Prolog - Help fixing a rule - database

I have a database full of facts such as:
overground(newcrossgate,brockley,2).
overground(brockley,honoroakpark,3).
overground(honoroakpark,foresthill,3).
overground(foresthill,sydenham,2).
overground(sydenham,pengewest,3).
overground(pengewest,anerley,2).
overground(anerley,norwoodjunction,3).
overground(norwoodjunction,westcroydon,8).
overground(sydenham,crystalpalace,5).
overground(highburyandislington,canonbury,2).
overground(canonbury,dalstonjunction,3).
overground(dalstonjunction,haggerston,1).
overground(haggerston,hoxton,2).
overground(hoxton,shoreditchhighstreet,3).
example: newcrossgate to brockley takes 2 minutes.
I then created a rule so that if I enter the query istime(newcrossgate,honoroakpark,Z). then prolog should give me the time it takes to travel between those two stations. (The rule I made is designed to calculate the distance between any two stations at all, not just adjacent ones).
istime(X,Y,Z):- istime(X,Y,0,Z); istime(Y,X,0,Z).
istime(X,Y,T,Z):- overground(X,Y,Z), T1 is T + Z.
istime(X,Y,Z):- overground(X,A,T), istime(A,Y,T1), Z is T + T1.
istime(X,Y,Z):- overground(X,B,T), istime(B,X,T1), Z is T + T1.
it seems to work perfectly for newcrossgate to the first couple stations, e.g newcrossgate to foresthill or sydenham. However, after testing newcrossgate to westcroydon which takes 26mins, I tried newcrossgate to crystalpalace and prolog said it should take 15 mins...despite the fact its the next station after westcroydon. Clearly somethings wrong here, however it works for most of the stations while coming up with a occasional error in time every now and again, can anyone tell me whats wrong? :S

This is essentially the same problem as your previous question, the only difference is that you need to accumulate the time as you go.
One thing I see is that your "public" predicate, istime/3 tries to do too much. All it should do is seed the accumulator and invoke the worker predicate istime/4. Since you're looking for route/time in both directions, the public predicate should be just
istime( X , Y , Z ) :- istime( X , Y , 0 , Z ) .
istime( X , Y , Z ) :- istime( Y , X , 0 , Z ) .
The above is essentially the first clause of your istime/3 predicate
istime(X,Y,Z):- istime(X,Y,0,Z); istime(Y,X,0,Z).
The remaining clauses of istime/3, the recursive ones:
istime(X,Y,Z):- overground(X,A,T), istime(A,Y,T1), Z is T + T1.
istime(X,Y,Z):- overground(X,B,T), istime(B,X,T1), Z is T + T1.
should properly be part of istime/4 and have the accumulator present. That's where your problem is.
Give it another shot and edit your question to show the next iteration. If you still can't figure it out, I'll show you some different ways to do it.
Some Hints
Your "worker" predicate will likely look a lot like your earlier "find a route between two stations" exercise, but it will have an extra argument, the accumulator for elapsed time.
There are two special cases. If you use the approach you used in your "find a route between two stations" solution, the special cases are
A and B are directly adjacent.
A and B are connected via at least one intermediate stop.
There's another approach as well, that might be described as using lookahead, in which case the special cases are
A and B are the same, in which case you're arrived.
A and B are not and are connected by zero or more intermediate stops.
FWIW, You shouldn't necessarily expect the route with the shortest elapsed time or the minimal number of hops to be the first solution found. Backtracking will produce all the routes, but the order in which they are found has to do with the order in which the facts are stored in the database. A minimal cost search of the graph is another kettle of fish entirely.

Have you tried to cycle through answers with ;? 26mins is not the shortest time between newcrossgate and westcroydon...
Edit: my bad!

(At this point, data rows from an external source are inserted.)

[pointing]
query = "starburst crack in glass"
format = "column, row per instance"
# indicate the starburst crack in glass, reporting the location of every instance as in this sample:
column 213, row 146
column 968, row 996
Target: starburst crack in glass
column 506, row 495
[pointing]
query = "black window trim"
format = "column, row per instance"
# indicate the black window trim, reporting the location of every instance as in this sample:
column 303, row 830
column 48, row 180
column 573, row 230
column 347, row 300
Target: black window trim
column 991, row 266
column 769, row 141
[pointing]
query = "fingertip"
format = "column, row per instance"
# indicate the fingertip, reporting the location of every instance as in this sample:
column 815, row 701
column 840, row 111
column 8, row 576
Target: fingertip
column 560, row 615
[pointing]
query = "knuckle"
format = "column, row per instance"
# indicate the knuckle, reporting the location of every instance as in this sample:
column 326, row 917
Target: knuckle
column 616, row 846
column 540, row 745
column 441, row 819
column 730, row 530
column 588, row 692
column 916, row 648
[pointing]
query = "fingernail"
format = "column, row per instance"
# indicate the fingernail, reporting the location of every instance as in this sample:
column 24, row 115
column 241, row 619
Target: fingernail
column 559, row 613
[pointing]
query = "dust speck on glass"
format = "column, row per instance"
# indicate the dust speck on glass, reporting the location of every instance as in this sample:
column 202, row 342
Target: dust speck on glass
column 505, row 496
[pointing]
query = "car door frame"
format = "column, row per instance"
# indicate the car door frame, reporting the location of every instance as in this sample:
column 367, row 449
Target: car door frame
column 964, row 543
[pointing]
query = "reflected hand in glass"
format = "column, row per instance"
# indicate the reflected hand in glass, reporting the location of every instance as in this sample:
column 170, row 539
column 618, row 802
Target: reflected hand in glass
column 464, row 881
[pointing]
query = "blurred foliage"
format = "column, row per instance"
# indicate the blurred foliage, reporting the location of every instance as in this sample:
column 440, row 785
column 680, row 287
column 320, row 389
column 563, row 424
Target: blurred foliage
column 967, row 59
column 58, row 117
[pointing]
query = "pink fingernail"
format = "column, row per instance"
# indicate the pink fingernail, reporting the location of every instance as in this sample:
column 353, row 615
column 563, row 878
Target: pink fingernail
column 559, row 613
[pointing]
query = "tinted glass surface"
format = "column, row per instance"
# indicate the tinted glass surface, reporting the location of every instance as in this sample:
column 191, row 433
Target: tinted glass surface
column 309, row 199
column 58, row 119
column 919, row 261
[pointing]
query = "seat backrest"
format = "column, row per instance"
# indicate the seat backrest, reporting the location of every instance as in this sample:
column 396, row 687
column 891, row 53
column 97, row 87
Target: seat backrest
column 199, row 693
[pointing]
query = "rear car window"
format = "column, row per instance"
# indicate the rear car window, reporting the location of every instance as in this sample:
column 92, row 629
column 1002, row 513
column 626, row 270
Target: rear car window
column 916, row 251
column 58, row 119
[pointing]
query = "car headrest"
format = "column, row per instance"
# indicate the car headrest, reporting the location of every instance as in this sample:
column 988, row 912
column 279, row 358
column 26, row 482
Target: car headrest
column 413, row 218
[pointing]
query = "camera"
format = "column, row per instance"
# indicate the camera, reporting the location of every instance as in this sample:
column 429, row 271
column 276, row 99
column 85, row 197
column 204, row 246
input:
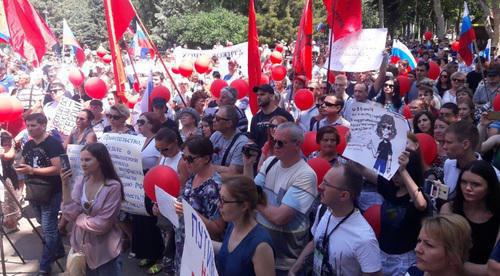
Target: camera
column 251, row 149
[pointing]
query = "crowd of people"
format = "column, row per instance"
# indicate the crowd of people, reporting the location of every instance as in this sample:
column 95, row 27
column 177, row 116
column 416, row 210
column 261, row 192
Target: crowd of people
column 247, row 176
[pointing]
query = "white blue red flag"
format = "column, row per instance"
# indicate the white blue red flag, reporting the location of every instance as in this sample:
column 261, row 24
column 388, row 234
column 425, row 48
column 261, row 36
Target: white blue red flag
column 467, row 37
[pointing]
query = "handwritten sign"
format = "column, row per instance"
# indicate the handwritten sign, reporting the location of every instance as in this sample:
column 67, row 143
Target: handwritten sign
column 198, row 256
column 125, row 151
column 239, row 52
column 358, row 52
column 65, row 115
column 377, row 138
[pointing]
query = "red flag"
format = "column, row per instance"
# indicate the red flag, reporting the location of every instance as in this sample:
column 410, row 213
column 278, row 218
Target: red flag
column 254, row 70
column 30, row 35
column 346, row 17
column 119, row 14
column 302, row 54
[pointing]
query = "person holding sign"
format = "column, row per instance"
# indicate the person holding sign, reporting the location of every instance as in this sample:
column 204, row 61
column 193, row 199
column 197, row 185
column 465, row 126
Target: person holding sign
column 247, row 246
column 93, row 206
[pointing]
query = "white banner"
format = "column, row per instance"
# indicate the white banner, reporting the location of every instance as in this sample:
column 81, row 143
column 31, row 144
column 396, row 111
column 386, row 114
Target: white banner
column 65, row 116
column 198, row 256
column 377, row 138
column 358, row 52
column 125, row 151
column 239, row 52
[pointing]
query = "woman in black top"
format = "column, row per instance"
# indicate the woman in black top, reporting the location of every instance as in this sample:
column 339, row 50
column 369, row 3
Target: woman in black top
column 478, row 201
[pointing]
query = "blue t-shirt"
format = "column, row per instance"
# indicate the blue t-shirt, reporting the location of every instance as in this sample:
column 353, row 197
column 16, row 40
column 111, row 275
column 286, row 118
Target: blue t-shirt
column 239, row 262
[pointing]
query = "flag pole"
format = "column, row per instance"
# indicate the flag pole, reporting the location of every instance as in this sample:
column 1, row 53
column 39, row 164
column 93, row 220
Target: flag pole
column 159, row 56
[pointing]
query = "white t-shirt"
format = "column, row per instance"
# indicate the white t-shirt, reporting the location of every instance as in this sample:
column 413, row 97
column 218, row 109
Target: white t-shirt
column 352, row 248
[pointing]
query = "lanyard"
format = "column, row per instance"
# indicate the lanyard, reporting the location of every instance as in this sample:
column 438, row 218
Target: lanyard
column 327, row 237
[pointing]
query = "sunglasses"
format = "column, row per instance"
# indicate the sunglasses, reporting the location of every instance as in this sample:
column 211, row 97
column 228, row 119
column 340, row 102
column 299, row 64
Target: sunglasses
column 113, row 117
column 189, row 158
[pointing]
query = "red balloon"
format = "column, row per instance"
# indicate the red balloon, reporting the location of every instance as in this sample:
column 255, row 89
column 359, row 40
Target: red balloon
column 201, row 64
column 278, row 72
column 407, row 112
column 496, row 103
column 107, row 58
column 309, row 144
column 264, row 79
column 101, row 51
column 241, row 86
column 186, row 68
column 428, row 147
column 304, row 99
column 278, row 47
column 342, row 144
column 76, row 77
column 276, row 57
column 6, row 108
column 428, row 35
column 404, row 85
column 216, row 87
column 175, row 69
column 160, row 92
column 96, row 88
column 372, row 216
column 434, row 70
column 165, row 178
column 320, row 166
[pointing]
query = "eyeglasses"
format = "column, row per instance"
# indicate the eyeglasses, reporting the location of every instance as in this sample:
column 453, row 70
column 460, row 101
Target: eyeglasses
column 223, row 201
column 189, row 158
column 114, row 117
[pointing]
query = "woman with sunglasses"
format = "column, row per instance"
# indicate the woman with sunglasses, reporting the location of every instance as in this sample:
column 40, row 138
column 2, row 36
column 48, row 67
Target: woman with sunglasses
column 477, row 201
column 247, row 246
column 147, row 241
column 389, row 96
column 458, row 80
column 93, row 205
column 83, row 133
column 201, row 191
column 118, row 116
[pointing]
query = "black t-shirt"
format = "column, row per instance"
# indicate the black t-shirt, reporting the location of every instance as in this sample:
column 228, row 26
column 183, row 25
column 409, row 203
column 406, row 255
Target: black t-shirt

Apparently the shorter results were due to a bug in your code (see my comment about the 4th clause). However, your code is correct, 15mins is the shortest route between newcrossgate and crystalpalace. Only because there is a route that goes from newcrossgate to westcroydon, then crystalpalace, that doesn't mean it's the shortest route, or the route your program will yield first.
Update: if you're running into problems to find answers to some routes, I'd suggest changing the 3rd clause to:
istime(X,Y,_,Z):- overground(X,A,T), istime(A,Y,T1), Z is T + T1.
The reason is simple: your first clause swaps X with Y, which is good, since with that you're saying the routes are symmetrical. However, the 3rd clause does not benefit from that, because it's never called by the swapped one. Ignoring the 3rd argument (which you're not using anyway) and thus letting the 1st clause call the 3rd might fix your issue, since some valid routes that were not used previously will be now.
(also: I agree with Nicholas Carey's answer, it would be better to use the third argument as an accumulator; but as I said, ignoring it for now might just work)

To make it work you need to do the reverse of both journeys stated in your last clause.
Keep the predicate as it is, istime(X,Y,Z) and just make another clause containing the reverse journeys.
This way it works with all the stations. (Tried and Tested)

Related

(SPSS) Assign values to remaining time point based on value on another variable, and looping for each case

I am currently working on analyzing a within-subject dataset with 8 time-ordered assessment points for each subject.
The variables of interest in this example is ID, time point, and accident.
I want to create two variables: accident_intercept and accident_slope, based on the value on accident at a particular time point.
For the accident_intercept variable, once a participant indicated the occurrence of an accident (e.g., accident = 1) at a specific time point, I want the values for that time point and the remaining time points to be 1.
For the accident_slope variable, once a participant indicated the occurrence of an accident (e.g., accident = 1) at a specific time point, I want the value of that time point to be 0, but count up by 1 for the remaining time points until the end time point, for each subject.
The main challenge here is that the process stated above need to be repeated/looped for each participant that occupies 8 rows of data.
Please see how the newly created variables would look like:
I have looked into the instruction for different SPSS syntax, such as loop, the lag/lead functions. I also tried to break my task into different components and google each one. However, I have not made any progress :)
I would be really grateful of any helps and directions that you provide.
Here is one way to do what you need using aggregate to calculate "accident time":
if accident=1 accidentTime=TimePoint.
aggregate out=* mode=addvariables overwrite=yes /break=ID/accidentTime=max(accidentTime).
if TimePoint>=accidentTime Accident_Intercept=1.
if TimePoint>=accidentTime Accident_Slope=TimePoint-accidentTime.
recode Accident_Slope accidentTime (miss=0).
Here is another approach using the lag function:
compute Accident_Intercept=0.
if accident=1 Accident_Intercept=1.
if $casenum>1 and id=lag(id) and lag(Accident_Intercept)=1 Accident_Intercept=1.
compute Accident_Slope=0.
if $casenum>1 and id=lag(id) and lag(Accident_Intercept)=1 Accident_Slope=lag(Accident_Slope) +1.
exe.

Looping and selectig different value in each line

I have a problem that I think would be solved relatively quickly with a loop. I have to work with SPSS and I think it can only be solved in syntax.
Unfortunately I am not good with loops, so I hope that one of you can help me.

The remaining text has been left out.